Cortical Plasticity of Audio–Visual Object Representations

Marcus J. Naumer1, Oliver Doehrmann1, Notger G. Müller2,3, Lars Muckli2,4,5, Jochen Kaiser1 and Grit Hein2,3,6

1 Institute of Medical Psychology, Goethe-University, D-60528 Frankfurt am Main, Germany, 2 Brain Imaging Center, Goethe-University, D-60528 Frankfurt am Main, Germany, 3 Cognitive Neurology Unit, Goethe-University, D-60528 Frankfurt am Main, Germany, 4 Department of Neurophysiology, Max Planck Institute for Brain Research, D-60528 Frankfurt am Main, Germany, 5 Department of Psychology, University of Glasgow, G12 8QQ Glasgow, UK, 6 Helen Wills Neuroscience Institute, University of California - Berkeley, CA 94720, USA

Address correspondence to Marcus J. Naumer, PhD, Institut für Medizinische Psychologie, Goethe-Universität, Heinrich-Hoffmann-Strasse 10, D-60528 Frankfurt am Main, Germany.

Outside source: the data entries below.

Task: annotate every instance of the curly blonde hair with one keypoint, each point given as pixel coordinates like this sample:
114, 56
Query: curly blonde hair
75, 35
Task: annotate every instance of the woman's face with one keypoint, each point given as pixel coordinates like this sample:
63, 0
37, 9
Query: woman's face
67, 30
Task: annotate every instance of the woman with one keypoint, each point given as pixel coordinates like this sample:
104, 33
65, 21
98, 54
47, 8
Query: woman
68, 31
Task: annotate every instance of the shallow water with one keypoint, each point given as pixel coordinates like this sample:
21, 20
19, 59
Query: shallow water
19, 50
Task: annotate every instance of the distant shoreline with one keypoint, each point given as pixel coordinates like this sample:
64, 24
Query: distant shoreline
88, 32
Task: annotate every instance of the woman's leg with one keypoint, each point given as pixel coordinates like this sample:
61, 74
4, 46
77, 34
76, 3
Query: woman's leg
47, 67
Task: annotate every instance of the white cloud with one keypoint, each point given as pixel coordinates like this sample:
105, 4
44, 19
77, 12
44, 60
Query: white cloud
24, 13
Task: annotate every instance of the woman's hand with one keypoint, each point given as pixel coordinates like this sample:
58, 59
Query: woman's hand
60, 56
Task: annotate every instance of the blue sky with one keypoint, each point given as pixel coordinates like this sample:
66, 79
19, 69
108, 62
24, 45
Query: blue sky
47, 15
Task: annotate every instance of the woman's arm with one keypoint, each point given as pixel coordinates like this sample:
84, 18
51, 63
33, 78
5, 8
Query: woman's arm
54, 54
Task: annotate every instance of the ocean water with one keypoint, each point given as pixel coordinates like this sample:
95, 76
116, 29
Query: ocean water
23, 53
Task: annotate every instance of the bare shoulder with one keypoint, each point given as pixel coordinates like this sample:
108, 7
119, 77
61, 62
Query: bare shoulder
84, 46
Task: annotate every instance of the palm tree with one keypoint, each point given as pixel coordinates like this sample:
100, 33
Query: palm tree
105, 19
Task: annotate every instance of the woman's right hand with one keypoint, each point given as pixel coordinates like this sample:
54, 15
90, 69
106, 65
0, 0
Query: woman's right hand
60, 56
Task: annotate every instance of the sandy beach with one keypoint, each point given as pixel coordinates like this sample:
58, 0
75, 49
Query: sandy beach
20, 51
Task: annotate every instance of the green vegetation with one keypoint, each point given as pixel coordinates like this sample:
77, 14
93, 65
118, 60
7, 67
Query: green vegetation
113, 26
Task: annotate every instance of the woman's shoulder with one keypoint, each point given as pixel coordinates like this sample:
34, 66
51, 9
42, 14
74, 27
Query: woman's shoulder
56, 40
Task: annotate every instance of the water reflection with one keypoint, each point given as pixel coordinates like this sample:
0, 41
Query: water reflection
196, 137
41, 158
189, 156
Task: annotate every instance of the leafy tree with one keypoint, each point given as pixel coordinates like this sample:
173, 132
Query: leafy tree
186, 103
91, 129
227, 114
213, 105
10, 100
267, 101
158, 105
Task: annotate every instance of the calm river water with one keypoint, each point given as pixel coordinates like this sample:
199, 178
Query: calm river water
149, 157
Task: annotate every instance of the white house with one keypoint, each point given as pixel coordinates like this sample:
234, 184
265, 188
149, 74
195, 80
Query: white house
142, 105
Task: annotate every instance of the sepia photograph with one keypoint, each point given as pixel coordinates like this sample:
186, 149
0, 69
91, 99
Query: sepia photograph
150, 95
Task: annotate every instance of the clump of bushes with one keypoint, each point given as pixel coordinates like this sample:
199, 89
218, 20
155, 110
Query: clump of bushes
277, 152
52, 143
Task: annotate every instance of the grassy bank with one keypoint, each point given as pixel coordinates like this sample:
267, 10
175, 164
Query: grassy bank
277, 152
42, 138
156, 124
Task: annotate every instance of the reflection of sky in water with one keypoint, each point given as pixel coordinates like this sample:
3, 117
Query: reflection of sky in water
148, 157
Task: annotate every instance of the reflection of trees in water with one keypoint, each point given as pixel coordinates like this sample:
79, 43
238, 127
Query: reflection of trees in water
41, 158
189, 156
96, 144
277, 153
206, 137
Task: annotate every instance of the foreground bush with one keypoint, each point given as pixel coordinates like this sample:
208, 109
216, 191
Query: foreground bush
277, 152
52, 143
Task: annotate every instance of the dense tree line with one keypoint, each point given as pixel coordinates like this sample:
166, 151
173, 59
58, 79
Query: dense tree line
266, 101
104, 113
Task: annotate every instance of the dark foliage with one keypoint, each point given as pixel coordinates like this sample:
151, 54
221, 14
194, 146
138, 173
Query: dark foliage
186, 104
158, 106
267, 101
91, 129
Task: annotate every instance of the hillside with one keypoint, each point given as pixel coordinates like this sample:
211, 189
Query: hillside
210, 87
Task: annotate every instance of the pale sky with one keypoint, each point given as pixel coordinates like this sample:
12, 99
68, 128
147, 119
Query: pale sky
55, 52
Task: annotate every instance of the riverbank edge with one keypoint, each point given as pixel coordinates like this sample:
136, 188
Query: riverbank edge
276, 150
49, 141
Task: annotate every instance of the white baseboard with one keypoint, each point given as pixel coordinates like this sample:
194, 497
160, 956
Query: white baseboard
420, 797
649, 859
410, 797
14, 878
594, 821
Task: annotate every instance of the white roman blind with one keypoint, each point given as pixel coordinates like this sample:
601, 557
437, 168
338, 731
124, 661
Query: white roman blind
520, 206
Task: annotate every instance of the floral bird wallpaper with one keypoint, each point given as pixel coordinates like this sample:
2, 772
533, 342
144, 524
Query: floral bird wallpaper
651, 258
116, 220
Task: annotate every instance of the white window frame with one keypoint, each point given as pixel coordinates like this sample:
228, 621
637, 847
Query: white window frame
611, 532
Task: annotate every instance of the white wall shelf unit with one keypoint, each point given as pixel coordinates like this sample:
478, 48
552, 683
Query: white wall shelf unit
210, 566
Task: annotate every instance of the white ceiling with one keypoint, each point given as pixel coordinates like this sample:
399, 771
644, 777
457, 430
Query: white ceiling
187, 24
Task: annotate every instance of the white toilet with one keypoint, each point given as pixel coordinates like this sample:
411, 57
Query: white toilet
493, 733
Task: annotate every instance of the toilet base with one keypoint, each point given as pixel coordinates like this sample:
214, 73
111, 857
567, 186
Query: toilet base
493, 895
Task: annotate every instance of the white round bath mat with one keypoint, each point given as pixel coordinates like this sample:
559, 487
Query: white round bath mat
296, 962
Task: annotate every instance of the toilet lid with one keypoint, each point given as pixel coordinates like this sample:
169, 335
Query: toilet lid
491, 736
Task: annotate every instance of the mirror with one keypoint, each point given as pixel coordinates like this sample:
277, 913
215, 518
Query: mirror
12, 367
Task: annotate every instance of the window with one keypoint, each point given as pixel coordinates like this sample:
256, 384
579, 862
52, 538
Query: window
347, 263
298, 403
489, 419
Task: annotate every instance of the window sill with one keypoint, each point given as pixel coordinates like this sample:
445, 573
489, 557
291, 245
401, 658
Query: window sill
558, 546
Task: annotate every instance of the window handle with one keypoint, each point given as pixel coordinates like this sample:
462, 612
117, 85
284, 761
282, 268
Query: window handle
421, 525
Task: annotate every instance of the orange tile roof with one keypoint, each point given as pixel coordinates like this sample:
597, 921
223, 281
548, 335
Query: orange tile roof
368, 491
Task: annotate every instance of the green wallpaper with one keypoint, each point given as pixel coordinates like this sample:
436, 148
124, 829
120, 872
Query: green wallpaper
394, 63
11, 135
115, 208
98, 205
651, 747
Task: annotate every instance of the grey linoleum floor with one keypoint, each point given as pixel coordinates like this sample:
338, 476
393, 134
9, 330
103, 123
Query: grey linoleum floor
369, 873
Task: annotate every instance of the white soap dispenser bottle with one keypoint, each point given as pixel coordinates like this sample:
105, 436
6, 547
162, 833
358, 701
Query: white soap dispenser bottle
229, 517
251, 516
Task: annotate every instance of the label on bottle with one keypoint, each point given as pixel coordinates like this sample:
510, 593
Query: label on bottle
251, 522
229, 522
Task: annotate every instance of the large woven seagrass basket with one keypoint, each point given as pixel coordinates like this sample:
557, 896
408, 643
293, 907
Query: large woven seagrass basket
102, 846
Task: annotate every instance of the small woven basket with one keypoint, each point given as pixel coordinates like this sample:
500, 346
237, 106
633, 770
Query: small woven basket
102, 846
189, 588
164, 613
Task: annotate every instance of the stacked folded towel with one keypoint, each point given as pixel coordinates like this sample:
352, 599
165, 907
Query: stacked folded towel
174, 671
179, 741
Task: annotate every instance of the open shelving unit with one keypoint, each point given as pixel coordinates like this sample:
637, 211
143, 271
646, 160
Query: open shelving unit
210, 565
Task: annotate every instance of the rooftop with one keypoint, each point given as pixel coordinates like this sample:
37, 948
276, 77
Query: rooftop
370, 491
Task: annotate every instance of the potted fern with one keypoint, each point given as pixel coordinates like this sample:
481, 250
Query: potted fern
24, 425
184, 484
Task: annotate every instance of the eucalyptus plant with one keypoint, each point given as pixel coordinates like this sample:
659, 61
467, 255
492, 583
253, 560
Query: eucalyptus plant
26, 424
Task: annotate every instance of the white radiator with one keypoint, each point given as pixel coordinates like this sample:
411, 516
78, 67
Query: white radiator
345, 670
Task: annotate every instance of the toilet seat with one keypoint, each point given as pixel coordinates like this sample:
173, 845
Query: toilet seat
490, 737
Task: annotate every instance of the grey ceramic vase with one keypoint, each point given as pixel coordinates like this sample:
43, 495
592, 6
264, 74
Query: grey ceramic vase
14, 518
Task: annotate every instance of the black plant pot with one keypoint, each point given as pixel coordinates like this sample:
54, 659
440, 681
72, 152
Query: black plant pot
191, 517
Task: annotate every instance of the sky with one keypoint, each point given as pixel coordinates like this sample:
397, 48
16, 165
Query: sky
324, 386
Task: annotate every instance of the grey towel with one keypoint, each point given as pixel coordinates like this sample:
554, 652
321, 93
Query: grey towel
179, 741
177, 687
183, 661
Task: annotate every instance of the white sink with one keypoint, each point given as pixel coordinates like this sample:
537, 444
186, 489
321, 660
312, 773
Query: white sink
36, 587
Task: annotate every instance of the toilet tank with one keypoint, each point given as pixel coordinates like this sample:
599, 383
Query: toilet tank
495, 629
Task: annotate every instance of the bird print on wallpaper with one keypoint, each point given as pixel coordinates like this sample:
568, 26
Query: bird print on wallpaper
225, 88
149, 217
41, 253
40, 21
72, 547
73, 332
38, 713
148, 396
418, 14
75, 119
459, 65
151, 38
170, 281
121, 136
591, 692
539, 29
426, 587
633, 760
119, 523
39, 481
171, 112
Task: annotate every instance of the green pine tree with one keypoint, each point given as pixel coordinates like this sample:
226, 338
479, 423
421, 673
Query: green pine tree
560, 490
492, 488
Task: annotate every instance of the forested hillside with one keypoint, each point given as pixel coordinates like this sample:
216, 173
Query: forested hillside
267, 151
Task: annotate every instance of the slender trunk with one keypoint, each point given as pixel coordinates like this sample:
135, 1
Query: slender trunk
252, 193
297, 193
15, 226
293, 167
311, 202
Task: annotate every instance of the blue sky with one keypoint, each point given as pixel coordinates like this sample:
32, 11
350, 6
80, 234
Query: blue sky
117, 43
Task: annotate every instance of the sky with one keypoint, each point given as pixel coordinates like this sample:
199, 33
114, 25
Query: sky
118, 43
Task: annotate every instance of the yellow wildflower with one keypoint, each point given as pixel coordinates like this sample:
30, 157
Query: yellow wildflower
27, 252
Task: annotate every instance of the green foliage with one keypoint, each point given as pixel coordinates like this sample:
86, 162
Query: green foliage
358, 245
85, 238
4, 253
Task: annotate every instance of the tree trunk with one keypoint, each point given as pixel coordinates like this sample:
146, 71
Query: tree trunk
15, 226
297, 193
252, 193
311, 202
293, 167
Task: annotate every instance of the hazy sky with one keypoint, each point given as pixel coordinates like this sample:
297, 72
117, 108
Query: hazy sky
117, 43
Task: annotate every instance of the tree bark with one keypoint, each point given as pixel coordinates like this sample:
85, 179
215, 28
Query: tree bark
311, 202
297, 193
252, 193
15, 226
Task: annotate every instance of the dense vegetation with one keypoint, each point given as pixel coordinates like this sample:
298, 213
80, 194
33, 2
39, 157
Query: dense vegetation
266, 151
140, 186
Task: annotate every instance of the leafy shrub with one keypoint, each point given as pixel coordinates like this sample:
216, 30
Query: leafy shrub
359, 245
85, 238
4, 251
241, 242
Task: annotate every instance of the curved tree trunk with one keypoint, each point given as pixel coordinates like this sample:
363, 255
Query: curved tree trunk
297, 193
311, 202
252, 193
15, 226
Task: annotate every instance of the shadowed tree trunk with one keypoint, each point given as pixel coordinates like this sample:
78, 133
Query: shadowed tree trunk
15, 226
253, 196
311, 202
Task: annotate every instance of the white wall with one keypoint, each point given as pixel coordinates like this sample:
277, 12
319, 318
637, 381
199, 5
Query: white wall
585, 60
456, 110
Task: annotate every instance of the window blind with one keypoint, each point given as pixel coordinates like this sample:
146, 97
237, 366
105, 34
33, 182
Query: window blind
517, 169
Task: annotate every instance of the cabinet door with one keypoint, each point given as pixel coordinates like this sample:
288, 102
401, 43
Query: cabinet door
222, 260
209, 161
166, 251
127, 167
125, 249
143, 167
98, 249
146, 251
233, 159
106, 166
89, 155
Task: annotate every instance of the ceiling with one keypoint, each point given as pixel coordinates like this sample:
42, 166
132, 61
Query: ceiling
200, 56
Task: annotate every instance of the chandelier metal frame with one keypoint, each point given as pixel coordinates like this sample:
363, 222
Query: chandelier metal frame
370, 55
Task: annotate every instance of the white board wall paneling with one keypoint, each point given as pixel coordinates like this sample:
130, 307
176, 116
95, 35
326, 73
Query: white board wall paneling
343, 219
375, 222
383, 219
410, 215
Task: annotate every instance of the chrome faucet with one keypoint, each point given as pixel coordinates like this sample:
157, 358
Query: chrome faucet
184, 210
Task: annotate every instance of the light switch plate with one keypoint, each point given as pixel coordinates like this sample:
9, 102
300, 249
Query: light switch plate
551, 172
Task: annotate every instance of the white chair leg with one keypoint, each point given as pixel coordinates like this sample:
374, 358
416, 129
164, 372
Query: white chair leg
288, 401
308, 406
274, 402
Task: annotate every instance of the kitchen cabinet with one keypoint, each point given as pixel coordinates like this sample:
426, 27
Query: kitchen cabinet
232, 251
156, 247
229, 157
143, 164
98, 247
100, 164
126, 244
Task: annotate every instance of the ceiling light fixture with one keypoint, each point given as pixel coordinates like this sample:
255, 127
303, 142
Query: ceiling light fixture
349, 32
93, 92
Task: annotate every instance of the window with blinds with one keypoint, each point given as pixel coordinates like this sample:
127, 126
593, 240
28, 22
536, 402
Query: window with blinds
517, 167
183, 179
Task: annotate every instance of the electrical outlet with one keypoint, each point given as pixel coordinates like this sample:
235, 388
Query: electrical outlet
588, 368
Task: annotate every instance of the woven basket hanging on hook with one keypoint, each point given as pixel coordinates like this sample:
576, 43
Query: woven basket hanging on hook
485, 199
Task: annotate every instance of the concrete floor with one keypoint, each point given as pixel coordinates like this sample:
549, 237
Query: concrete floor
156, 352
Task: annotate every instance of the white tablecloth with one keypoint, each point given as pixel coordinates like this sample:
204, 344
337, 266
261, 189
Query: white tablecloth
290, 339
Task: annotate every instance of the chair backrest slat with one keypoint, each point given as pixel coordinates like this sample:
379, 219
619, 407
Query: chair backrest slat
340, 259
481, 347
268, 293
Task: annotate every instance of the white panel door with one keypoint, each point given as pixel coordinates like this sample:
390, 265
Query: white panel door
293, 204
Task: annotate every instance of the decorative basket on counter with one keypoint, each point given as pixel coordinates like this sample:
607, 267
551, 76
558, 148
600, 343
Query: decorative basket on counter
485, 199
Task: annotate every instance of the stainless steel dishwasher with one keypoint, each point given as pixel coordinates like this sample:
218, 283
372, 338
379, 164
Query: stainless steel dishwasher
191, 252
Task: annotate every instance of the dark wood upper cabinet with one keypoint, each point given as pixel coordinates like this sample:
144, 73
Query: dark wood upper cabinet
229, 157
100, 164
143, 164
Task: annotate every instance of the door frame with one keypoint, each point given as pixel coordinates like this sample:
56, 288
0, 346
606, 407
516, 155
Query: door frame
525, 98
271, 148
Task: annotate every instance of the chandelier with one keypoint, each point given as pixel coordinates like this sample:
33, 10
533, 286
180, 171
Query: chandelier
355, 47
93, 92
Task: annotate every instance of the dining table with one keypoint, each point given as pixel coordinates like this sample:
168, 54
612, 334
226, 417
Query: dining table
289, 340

Email: M.J.Naumer{at}med.uni-frankfurt.de.

Several regions in human temporal and frontal cortex are known to integrate visual and auditory object features. The processing of audio–visual (AV) associations in these regions has been found to be modulated by object familiarity. The aim of the present study was to explore training-induced plasticity in human cortical AV integration. We used functional magnetic resonance imaging to analyze the neural correlates of AV integration for unfamiliar artificial object sounds and images in naïve subjects (PRE training) and after a behavioral training session in which subjects acquired associations between some of these sounds and images (POST-training). In the PRE-training session, unfamiliar artificial object sounds and images were mainly integrated in right inferior frontal cortex (IFC). The POST-training results showed extended integration-related IFC activations bilaterally, and a recruitment of additional regions in bilateral superior temporal gyrus/sulcus and intraparietal sulcus. Furthermore, training-induced differential response patterns to mismatching compared with matching (i.e., associated) artificial AV stimuli were most pronounced in left IFC. These effects were accompanied by complementary training-induced congruency effects in right posterior middle temporal gyrus and fusiform gyrus. Together, these findings demonstrate that short-term cross-modal association learning was sufficient to induce plastic changes of both AV integration of object stimuli and mechanisms of AV congruency processing.

Key Words: congruency • cortex • cross-modal • functional magnetic resonance imaging • human • multisensory • object perception


Marcus J. Naumer, Oliver Doehrmann, and Grit Hein contributed equally to this work.